Let's go to Eric in Winchester.
What's up, Eric?
How you doing, Dr. John?
Partying, E-Money.
What are you up to?
Oh, not much.
Just taking my break at work.
There you go.
What's up, man?
How can I help?
I just want to say
before we start,
I want to say thank you
because over the last few months,
you've really been
a big factor
in my personal development
and I appreciate
you taking my call today.
Well, I'm grateful
for you listening, man.
And never forget,
I'm just a clown
on a podcast
or on YouTube, man.
You're the one actually
having to make
hard choices every day.
So props to you, brother.
It's awesome.
So what's happening? I got one that's pretty big today and it's something I've kind of been stuck on, but I really need some, some advice. All right. Hey, do me a favor.

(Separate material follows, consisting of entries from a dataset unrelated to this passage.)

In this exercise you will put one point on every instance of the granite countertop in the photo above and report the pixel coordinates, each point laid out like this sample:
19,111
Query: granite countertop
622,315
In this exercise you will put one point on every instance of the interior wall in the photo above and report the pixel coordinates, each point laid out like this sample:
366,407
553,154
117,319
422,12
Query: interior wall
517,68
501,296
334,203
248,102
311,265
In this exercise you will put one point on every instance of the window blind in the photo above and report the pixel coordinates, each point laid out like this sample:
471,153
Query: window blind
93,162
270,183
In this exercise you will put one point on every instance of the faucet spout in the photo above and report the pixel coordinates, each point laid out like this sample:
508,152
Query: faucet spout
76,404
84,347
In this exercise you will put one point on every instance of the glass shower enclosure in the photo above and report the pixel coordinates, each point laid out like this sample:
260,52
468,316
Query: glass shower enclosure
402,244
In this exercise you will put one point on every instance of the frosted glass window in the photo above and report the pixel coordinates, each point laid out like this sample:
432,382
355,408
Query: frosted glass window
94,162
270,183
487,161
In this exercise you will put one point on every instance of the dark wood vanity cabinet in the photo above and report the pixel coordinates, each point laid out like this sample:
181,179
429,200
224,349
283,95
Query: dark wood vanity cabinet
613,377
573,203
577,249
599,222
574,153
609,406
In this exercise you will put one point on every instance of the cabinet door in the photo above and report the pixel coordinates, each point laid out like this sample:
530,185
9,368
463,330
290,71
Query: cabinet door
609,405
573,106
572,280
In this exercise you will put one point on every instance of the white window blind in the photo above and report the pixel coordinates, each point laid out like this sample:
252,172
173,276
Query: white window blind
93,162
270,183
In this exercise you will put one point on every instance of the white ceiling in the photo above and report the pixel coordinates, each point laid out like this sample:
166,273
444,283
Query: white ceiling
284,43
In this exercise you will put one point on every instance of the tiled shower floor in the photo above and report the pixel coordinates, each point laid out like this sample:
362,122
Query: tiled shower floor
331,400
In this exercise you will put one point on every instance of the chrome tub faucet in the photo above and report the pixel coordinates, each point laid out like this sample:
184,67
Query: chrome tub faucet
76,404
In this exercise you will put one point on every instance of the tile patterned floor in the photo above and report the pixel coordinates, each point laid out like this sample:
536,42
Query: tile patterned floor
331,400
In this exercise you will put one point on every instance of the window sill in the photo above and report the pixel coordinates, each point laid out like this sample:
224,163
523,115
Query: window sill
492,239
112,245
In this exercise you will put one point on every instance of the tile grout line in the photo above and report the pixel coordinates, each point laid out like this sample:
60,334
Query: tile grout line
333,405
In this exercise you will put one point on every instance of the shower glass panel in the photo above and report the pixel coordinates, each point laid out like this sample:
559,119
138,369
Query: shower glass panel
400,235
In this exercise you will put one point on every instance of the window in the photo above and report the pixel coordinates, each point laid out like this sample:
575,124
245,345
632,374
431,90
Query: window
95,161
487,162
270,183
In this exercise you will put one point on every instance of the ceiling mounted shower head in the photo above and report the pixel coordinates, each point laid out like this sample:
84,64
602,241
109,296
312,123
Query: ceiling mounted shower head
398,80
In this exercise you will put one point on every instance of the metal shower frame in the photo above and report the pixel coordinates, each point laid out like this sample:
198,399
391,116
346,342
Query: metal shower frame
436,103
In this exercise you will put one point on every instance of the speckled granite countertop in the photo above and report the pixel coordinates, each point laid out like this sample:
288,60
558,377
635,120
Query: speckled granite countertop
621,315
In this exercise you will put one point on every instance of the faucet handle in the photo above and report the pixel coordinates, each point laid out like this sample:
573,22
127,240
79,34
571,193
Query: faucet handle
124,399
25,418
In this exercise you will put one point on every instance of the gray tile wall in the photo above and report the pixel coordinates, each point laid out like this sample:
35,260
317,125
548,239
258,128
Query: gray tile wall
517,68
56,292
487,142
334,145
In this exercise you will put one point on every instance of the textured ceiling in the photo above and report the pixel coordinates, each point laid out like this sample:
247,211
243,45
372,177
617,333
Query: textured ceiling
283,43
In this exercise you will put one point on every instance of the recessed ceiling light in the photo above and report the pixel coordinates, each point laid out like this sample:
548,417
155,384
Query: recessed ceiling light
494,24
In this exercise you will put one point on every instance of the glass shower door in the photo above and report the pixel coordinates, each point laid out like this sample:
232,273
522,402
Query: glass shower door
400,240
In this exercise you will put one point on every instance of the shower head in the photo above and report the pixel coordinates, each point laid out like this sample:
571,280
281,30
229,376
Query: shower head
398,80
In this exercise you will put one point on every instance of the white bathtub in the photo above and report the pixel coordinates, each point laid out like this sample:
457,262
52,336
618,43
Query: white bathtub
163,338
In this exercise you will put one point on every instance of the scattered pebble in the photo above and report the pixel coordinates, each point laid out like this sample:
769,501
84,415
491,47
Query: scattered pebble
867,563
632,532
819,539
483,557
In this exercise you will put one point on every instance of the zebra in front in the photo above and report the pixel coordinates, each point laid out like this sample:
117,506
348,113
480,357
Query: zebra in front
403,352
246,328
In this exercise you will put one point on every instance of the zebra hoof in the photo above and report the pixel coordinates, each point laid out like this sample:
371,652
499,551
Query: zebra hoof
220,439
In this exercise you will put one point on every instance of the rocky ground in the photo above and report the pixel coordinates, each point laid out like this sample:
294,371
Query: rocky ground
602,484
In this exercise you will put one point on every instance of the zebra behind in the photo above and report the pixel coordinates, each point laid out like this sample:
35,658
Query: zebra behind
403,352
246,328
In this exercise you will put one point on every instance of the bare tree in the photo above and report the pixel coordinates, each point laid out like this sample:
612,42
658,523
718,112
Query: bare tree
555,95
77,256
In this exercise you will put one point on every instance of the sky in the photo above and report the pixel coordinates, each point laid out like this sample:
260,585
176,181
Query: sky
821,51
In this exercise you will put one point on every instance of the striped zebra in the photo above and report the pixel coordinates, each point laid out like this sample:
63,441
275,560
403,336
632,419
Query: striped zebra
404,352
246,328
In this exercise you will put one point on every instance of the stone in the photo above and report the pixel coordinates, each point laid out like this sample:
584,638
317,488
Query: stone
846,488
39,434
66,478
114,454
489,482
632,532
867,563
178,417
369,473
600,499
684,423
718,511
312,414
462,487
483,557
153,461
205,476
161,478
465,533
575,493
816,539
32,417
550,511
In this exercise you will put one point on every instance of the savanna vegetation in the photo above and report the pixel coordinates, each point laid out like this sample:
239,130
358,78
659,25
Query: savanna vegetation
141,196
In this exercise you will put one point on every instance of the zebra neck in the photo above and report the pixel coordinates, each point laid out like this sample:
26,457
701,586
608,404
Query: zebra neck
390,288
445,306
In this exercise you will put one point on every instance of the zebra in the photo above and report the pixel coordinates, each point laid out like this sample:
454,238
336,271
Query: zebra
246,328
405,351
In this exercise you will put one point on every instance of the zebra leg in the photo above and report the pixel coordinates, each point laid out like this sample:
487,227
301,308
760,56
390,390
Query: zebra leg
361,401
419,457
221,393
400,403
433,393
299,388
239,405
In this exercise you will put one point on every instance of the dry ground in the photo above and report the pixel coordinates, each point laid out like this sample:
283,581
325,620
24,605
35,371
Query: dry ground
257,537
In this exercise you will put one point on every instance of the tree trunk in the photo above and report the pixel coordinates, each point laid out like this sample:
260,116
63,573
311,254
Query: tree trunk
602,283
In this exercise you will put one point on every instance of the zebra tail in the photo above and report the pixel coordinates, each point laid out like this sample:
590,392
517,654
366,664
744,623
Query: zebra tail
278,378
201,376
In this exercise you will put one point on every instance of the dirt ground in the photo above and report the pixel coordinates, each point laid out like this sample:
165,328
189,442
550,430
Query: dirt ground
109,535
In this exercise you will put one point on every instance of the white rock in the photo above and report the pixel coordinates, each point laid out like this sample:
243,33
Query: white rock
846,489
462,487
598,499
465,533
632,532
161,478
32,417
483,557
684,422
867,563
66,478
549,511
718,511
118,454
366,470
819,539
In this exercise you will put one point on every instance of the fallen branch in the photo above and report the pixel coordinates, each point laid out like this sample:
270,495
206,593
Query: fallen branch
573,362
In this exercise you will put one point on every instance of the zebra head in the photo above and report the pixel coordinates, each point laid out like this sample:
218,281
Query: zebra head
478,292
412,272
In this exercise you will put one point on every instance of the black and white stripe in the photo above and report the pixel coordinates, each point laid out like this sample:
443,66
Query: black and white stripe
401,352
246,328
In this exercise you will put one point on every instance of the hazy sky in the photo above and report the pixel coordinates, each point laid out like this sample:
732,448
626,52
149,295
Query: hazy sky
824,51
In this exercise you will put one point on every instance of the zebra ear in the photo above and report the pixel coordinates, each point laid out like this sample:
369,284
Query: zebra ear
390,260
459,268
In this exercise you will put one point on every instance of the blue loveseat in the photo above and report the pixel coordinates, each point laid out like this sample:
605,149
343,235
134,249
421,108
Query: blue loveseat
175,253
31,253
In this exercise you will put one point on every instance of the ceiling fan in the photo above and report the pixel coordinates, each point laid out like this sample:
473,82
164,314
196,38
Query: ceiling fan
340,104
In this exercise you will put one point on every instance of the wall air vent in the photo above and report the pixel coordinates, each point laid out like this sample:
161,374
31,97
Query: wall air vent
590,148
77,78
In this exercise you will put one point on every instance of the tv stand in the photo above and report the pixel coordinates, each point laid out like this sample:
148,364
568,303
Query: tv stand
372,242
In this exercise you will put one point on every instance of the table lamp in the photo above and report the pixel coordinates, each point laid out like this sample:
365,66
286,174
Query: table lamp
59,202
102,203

Talk directly into your phone. Okay. Can you hear me now, sir? Perfect. That's awesome.
Fantastic. So, um, over the course of my life, my, uh, my father has not been the best husband
to my mother. He's constantly, you know, been, I'd say disrespectful towards her. And he's always
had extra marital things going on. Um, and it's kind of, as I've gotten older and I've had a son,
there are things that he's done that I've vowed to never do.
And they've kind of become part of a moral code for me, like cheating, lying.
Those are two really big things for me that are absolute no-goes.
So my question is today is that I'm at a crossroads where I'm trying to figure out if I should remove my father from my life because of the way he treats my mother or if I should stay out of their marriage problems.
I think there's a third option.
I think that if you weaponize your son as a way to intervene in their marriage, that's a no-go.
That's a way to get your kid burned.
That's just a way to get your mom in more mess.
If you choose to only have men of character in your son's life,
then you can look at your dad and he has opted out of your son's life because of the
way he's chosen to live. And so that's a different proposition. If you, this would be a very difficult
conversation to have, but if you sat down and looked across the table and said, dad,
and by the way, I would use very specific language, not, you know, you've had
some extramarital thing. You've cheated on my mom. And I will never know what was going on behind
closed doors. I don't know how she treated you behind closed. I mean, I don't know any of that
stuff. I know you cheated on my mom over and over and over again. I know you don't tell the truth
all the time. And I'm committed to having only men in my son's life who are men of character
And now the choice is on you
You could have that call that conversation with your old man. It would be a powerful conversation. It probably will not go well
um
But man, it would be one where you would walk real tall
And if you just especially if you did it in a respectful
dignified way not on the back end of a fight like oh y'all are four bush tall boys into a fight and
you're like oh you i tell you don't do it like that but if you went down and had a man-to-man
conversation it could be pretty incredible but if you say you can't see my grandson until you
treat my mom right then then you're using your son as a pawn,
and now it's just going to make a mess.
Yeah, I completely understand.
I decided to call in to ask you for your opinion
because I consulted with other men that I consider of integrity and high value,
and it was kind of a split decision.
One of the men that I
consulted with, they suggested to not get involved in marriage problems that are, you know, that I'm
not a part of the marriage. And then another individual that I consulted with, he'd said that
if you've made a commitment to only, only allowing certain types of people in your life,
whether they're your parent or not, does not justify or excuse their behavior.
And that's where it's been really conflicting with me because with my friends or cousins or whoever,
if you cheat on your spouse or your girlfriend or boyfriend, whoever it may be,
there is something inside me that says, well, if you're not going to tell them, I am. And if I lose your relationship, if I lose a relationship with you because of it, then I'm okay with that.
And my dad's kind of been the exception for so long because he's my dad.
And it does not feel right anymore it's never felt right
but it just feels like our relationship is broken and wounded because of these decisions
and he's actually taken me with him when i was younger um when he was doing when he was doing, when he was cheating on my mother before.
And that was honestly... Go ahead.
That was honestly the hardest thing to unpack.
And actually, your show actually helped me unpack that
because for a long time,
it was really hard to accept that he had did that.
And then two days later, I had to go see my mom.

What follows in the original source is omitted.